TheAllplexTM Respiratory Panel 1 (ARP) is a new assay based on a real-time polymerase chain reaction (RT-PCR) for the detection of influenza A (Flu A), influenza B virus (Flu B), and respiratory syncytial virus (RSV), including subtyping by multiple detection temperature (MuDT) technology. We evaluated the performance of the Allplex Respiratory Panel compared to the SimplexaTM Flu A/B & RSV assay (SP) and other diagnostic tools.

MATERIALS AND METHODS

A total of 372 samples were collected from patients at the Korea University Guro Hospital in Seoul, Korea. All samples were tested for influenza virus and RSV by ARP, SP, and an in-house RT-PCR.

RESULTS

The sensitivity of ARP was 95.56, 100, and 95.24% for Flu A, Flu B, and RSV, respectively. The specificity of ARP was 100, 100, and 100% for Flu A, Flu B, and RSV, respectively.
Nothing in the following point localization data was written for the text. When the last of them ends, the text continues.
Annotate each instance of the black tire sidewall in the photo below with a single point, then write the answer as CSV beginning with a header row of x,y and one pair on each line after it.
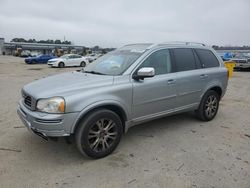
x,y
203,102
83,64
61,65
82,131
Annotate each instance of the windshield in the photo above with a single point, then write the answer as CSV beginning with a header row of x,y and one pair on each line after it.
x,y
114,63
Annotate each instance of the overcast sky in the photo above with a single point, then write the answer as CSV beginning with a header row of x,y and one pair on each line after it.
x,y
112,23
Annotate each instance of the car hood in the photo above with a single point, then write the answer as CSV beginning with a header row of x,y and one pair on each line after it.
x,y
66,84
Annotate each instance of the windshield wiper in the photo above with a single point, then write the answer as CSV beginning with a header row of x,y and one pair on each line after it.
x,y
94,72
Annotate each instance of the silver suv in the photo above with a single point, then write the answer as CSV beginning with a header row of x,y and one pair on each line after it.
x,y
128,86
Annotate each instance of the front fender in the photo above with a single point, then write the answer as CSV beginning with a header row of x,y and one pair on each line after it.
x,y
96,105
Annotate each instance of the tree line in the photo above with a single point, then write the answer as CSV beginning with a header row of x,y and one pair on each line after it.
x,y
48,41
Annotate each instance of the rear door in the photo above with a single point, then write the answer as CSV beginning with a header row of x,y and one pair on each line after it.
x,y
190,78
155,96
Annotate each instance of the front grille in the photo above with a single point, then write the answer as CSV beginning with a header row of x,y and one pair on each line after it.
x,y
28,101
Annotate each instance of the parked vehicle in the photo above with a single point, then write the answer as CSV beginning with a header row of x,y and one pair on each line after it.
x,y
38,59
92,57
25,53
242,61
68,60
126,87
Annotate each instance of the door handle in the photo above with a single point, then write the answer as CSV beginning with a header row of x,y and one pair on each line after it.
x,y
203,76
171,81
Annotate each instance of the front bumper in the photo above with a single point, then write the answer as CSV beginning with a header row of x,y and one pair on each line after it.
x,y
44,124
53,64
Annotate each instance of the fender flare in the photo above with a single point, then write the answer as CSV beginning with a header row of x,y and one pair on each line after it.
x,y
96,105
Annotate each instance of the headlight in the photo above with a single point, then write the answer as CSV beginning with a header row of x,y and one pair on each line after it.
x,y
51,105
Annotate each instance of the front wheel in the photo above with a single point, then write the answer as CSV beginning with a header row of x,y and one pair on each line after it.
x,y
209,106
61,65
83,64
99,133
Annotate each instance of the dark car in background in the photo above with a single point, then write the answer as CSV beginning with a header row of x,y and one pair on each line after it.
x,y
39,59
242,60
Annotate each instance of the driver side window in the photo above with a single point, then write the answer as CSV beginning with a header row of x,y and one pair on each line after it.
x,y
160,61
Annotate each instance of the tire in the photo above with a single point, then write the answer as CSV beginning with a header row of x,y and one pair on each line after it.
x,y
209,106
91,135
61,65
83,64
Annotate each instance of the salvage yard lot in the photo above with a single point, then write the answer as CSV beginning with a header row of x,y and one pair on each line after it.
x,y
177,151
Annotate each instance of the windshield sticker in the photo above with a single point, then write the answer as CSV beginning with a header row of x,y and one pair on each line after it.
x,y
137,51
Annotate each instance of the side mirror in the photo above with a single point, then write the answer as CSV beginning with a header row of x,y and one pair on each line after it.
x,y
145,72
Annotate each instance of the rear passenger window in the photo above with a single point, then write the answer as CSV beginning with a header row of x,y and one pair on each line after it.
x,y
184,59
207,58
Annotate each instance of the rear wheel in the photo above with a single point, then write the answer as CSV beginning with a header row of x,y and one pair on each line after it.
x,y
61,65
99,133
209,106
83,64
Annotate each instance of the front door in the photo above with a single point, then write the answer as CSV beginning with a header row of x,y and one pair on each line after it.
x,y
156,96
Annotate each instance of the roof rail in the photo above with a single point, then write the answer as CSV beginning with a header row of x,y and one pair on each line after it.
x,y
182,43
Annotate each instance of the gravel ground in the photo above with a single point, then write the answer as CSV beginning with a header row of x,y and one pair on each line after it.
x,y
177,151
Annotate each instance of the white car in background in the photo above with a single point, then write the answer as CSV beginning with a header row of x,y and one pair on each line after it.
x,y
68,60
93,57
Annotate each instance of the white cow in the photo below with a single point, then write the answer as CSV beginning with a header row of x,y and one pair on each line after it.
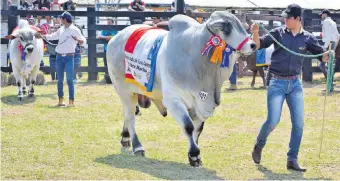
x,y
182,73
24,37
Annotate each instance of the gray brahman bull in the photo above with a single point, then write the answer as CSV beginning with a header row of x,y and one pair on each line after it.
x,y
186,83
26,53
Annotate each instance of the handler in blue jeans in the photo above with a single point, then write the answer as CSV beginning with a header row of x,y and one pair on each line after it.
x,y
284,83
68,36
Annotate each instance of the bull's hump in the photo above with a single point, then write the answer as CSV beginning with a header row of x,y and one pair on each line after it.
x,y
180,22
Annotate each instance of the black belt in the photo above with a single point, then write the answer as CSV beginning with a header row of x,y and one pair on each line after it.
x,y
65,54
291,77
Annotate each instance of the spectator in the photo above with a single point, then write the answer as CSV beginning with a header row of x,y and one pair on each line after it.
x,y
137,5
35,5
44,5
107,35
173,6
330,36
55,6
69,6
24,5
52,57
157,22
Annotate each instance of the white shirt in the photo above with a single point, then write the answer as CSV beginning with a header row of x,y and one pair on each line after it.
x,y
66,43
329,32
269,52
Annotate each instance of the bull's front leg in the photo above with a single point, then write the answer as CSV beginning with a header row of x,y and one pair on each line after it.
x,y
24,87
179,111
198,124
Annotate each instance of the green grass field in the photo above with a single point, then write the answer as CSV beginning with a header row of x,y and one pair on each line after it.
x,y
39,141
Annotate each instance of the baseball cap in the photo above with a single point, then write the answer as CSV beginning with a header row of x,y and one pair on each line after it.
x,y
325,11
66,15
292,10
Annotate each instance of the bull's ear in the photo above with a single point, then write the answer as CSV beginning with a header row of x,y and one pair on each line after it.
x,y
10,37
220,25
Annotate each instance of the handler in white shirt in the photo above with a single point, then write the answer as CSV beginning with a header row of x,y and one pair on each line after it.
x,y
68,36
330,35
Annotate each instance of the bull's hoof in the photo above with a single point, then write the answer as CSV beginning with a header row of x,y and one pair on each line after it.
x,y
195,161
140,153
138,112
144,101
164,114
125,144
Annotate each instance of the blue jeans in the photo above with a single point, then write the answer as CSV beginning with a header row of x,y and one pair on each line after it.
x,y
65,64
278,91
233,75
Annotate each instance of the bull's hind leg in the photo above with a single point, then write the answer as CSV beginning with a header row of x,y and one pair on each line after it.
x,y
254,76
179,111
19,81
261,71
32,80
129,128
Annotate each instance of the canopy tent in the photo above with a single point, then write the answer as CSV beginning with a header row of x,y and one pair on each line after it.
x,y
307,4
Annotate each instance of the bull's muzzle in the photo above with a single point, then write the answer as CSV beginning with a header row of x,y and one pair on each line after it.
x,y
29,49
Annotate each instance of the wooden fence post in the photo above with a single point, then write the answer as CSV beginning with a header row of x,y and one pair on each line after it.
x,y
180,7
92,48
12,20
307,71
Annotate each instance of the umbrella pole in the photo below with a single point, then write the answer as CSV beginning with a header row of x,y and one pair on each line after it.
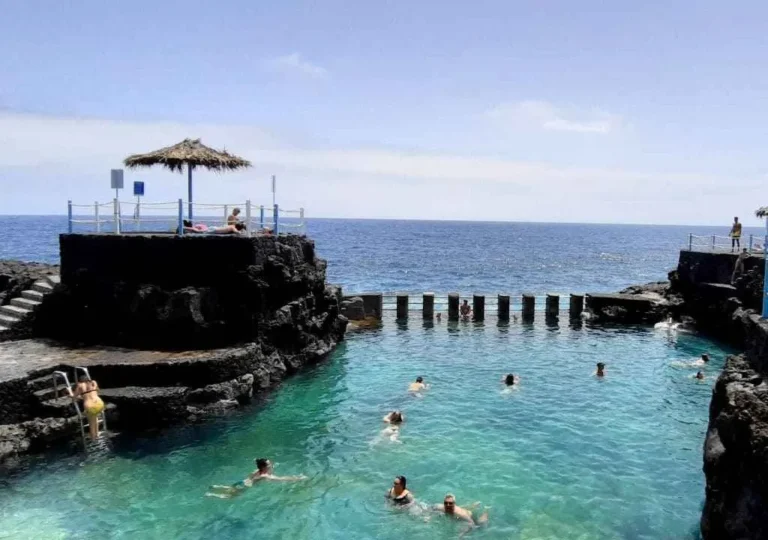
x,y
189,186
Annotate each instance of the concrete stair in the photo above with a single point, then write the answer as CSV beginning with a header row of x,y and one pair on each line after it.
x,y
11,314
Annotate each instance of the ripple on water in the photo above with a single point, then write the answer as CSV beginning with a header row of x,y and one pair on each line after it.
x,y
565,455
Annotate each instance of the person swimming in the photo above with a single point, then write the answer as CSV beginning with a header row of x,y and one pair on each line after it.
x,y
600,370
417,386
398,493
395,420
264,471
450,508
88,390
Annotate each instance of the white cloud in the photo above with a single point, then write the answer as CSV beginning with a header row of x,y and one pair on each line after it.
x,y
46,160
294,63
545,116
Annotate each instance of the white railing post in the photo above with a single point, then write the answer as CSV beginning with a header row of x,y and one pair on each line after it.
x,y
116,210
248,217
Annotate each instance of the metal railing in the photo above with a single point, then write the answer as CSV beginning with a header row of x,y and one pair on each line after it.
x,y
121,217
753,243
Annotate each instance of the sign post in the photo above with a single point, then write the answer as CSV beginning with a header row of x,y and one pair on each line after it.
x,y
116,182
138,191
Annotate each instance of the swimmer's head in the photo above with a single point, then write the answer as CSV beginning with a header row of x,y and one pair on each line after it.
x,y
263,464
449,503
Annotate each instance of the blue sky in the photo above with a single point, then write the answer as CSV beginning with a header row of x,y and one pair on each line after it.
x,y
641,112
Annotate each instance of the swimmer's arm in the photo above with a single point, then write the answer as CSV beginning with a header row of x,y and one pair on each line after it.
x,y
285,478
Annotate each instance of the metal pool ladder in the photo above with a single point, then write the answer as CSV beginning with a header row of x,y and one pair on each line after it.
x,y
81,419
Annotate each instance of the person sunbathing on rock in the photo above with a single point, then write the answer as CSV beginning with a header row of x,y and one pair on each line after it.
x,y
264,471
93,406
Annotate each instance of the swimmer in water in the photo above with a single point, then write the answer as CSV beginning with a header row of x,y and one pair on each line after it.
x,y
394,419
451,509
398,493
417,386
264,471
600,370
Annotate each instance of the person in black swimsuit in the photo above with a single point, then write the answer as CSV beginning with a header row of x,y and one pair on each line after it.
x,y
398,493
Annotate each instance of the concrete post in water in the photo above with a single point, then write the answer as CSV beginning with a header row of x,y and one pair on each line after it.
x,y
478,307
577,306
553,306
503,307
453,307
529,306
402,306
428,303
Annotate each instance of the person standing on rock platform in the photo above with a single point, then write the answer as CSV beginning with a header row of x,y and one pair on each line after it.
x,y
735,234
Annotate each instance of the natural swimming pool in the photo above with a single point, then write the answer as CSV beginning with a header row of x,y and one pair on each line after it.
x,y
564,456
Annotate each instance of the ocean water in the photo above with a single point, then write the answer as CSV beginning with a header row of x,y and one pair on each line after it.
x,y
445,256
566,455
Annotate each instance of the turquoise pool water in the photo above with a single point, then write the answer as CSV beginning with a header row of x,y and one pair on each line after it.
x,y
566,456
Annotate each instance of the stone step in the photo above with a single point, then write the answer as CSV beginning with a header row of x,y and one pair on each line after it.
x,y
32,295
49,392
40,383
42,286
7,320
14,311
25,303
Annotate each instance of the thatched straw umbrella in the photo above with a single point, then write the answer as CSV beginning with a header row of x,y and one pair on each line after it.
x,y
192,153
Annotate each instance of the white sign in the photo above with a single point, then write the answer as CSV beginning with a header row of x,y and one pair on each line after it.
x,y
117,179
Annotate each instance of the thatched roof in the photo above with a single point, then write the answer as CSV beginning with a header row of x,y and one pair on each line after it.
x,y
188,152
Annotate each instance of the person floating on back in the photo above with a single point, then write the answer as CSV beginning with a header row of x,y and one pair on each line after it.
x,y
465,311
450,508
600,370
418,386
735,234
264,471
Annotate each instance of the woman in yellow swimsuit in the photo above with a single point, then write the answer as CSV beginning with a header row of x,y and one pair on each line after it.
x,y
88,391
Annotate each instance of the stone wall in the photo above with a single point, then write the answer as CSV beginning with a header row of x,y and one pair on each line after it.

SP had sensitivities and specificities of 98.89 and 100% for Flu A, 100 and 100% for Flu B, and 100 and 100% for RSV.

CONCLUSION

The Allplex panelshowed high sensitivity, specificity, positive predictive, and negative predictive values for the detection of Flu A, Flu B, and RSV. This assay is fast and easy to perform because it takes only about 150 min and there is no need for post-PCR electrophoresis. The ARP can be used as a reliable and convenient assay in clinical laboratories.